Associate Principal Scientist, Bioinformatics, Oncology
At AstraZeneca we turn ideas into life changing medicines. Working here means being entrepreneurial, thinking big and working together to make the impossible a reality.
The vision of AstraZeneca Oncology is to redefine cancer, redefine our solutions to cancer, and restore patients' lives. To achieve this, we have an exciting and diverse portfolio combining agents targeting tumour cell drivers/dependencies and the tumor microenvironment and immune response.
The Oncology Bioinformatics group work within cross-disciplinary drug project teams throughout the discovery and translational pipeline, driving new target discovery, pre-clinical and clinical research. The global group, currently 12 full time positions plus graduates and post-docs, spans the UK and US.
We are generating clinical and pre-clinical multi-omic data sets to advance precision medicine and drive a new generation of cancer targets. An exciting opportunity exists for a talented and motivated individual with expertise in tumour driver biology to lead the bioinformatics efforts in this area of our portfolio, with responsibility for the scientific output of 3 - 5 bioinformaticians. You will work closely with your peers that have responsibility for drug resistance, DNA damage and immune oncology.
- Provide strategic oversight, direction and prioritisation to bioinformatics activities within the tumour drivers portfolio
- Lead the development of new approaches that benefit the identification and characterisation of tumour drivers
- Work closely with bioscience and translational science discipline leaders to understand where bioinformatics approaches can best impact their scientific and technical challenges
- Identify, propose and lead external collaborative interactions to support the tumour drivers portfolio and enhance relevant methodological capabilities
- Design and apply innovative computational/statistical algorithms and visualizations to:
- Generate actionable biological insight from genomic data
- Discover and develop new molecular target, mechanism and biomarker hypotheses for drug projects
- Link multi-omic data sets from patients and in vitro/vivo models
- Integrate and interpret proprietary and public data spanning multiple platforms
- Find new ways of interpreting, modelling or finding meaningful patterns in complex data
- Proactively engage in knowledge sharing and peer support, including training our bench science community, to build expertise in the tools critical to Oncology Bioinformatics
- Build and steer further development of small prototype tools for bench scientists to access and visualize project data
There is a competitive salary and flexible benefits package on offer for this position. Applications close on Friday 17th November 2017.
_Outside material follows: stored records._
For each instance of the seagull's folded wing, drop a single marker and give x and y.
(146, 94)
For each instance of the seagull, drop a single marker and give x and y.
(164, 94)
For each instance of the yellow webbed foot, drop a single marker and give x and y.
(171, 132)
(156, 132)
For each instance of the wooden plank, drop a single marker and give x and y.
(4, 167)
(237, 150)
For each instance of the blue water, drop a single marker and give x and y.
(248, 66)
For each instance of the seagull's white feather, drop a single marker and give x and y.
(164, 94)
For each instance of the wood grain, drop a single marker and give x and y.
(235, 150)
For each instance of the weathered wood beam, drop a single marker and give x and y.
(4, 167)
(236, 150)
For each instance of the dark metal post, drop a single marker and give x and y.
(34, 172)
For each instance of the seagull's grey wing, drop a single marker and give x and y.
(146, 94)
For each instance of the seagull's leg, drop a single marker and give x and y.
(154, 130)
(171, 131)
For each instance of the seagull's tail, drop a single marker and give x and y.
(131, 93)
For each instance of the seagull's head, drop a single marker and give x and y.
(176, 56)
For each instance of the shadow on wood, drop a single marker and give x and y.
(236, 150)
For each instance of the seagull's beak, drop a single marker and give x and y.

- Relevant PhD (or equivalent graduate degree plus experience), plus between 3 and 5 years post-doctoral or industrial experience.
- Deep expertise in genetics/genomics, oncology/tumour driver biology and computational biology.
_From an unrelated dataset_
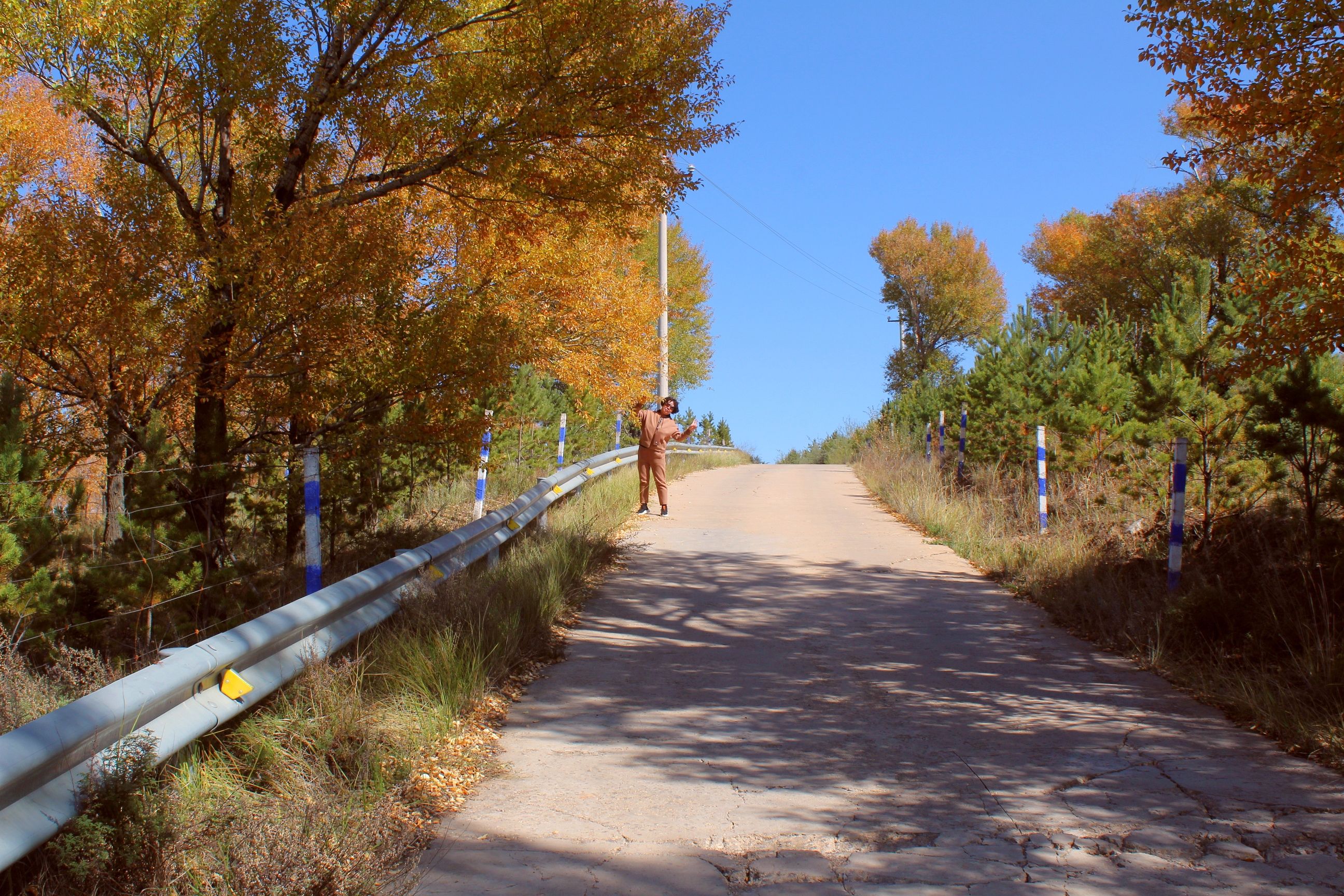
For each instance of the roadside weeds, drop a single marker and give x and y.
(332, 786)
(1250, 631)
- Proficiency analyzing and interpreting data from multiple 'omic platforms (NGS sequencing, transcriptomic, epigenetic, proteomic etc.).
- Expertise applying mathematical approaches to identify and interpret associations in diverse molecular and phenotypic data; knowledge of large-scale machine learning techniques.
- Understanding of the biological systems and signaling involved in tumour drivers & resistance.
- An enthusiasm to explore non-traditional approaches to bring big data together in biologically meaningful ways.
- Programming in a Unix environment.
- R programming expertise (inc. use of Bioconductor and Shiny).
- Skilled in effective communication of complex data to a non-expert.
- An excellent publication track record.
- Familiarity with drug discovery and the role of bioinformatics therein.
- Well networked within external bioinformatics and oncology communities.
- Experience of leading bioinformatics efforts aligned to drug discovery.
- Effective leadership of collaborative projects involving cross-disciplinary and global teams.
- Experience using data science techniques for:
- Time series and real-time data analytics
- Real world evidence/electronic health records
- NLP and cognitive approaches for consumption and actionable interpretation of scientific literature.
- Predictive machine/deep learning, with a focus on techniques revealing actionable biological insight from feature use and predictive rules.
- Mathematical, Boolean and/or computational modeling of human disease mechanisms.
- Graph and Bayesian modeling techniques.
- Experience with Python/Perl programming languages
- Software development experience including the creation and maintenance of relational databases
Next Steps - Apply today!
AstraZeneca is an equal opportunity employer. AstraZeneca will consider all qualified applicants for employment without discrimination on grounds of disability, sex or sexual orientation, pregnancy or maternity leave status, race or national or ethnic origin, age, religion or belief, gender identity or re-assignment, marital or civil partnership status, protected veteran status (if applicable) or any other characteristic protected by law. AstraZeneca only employs individuals with the right to work in the country/ies where the role is advertised.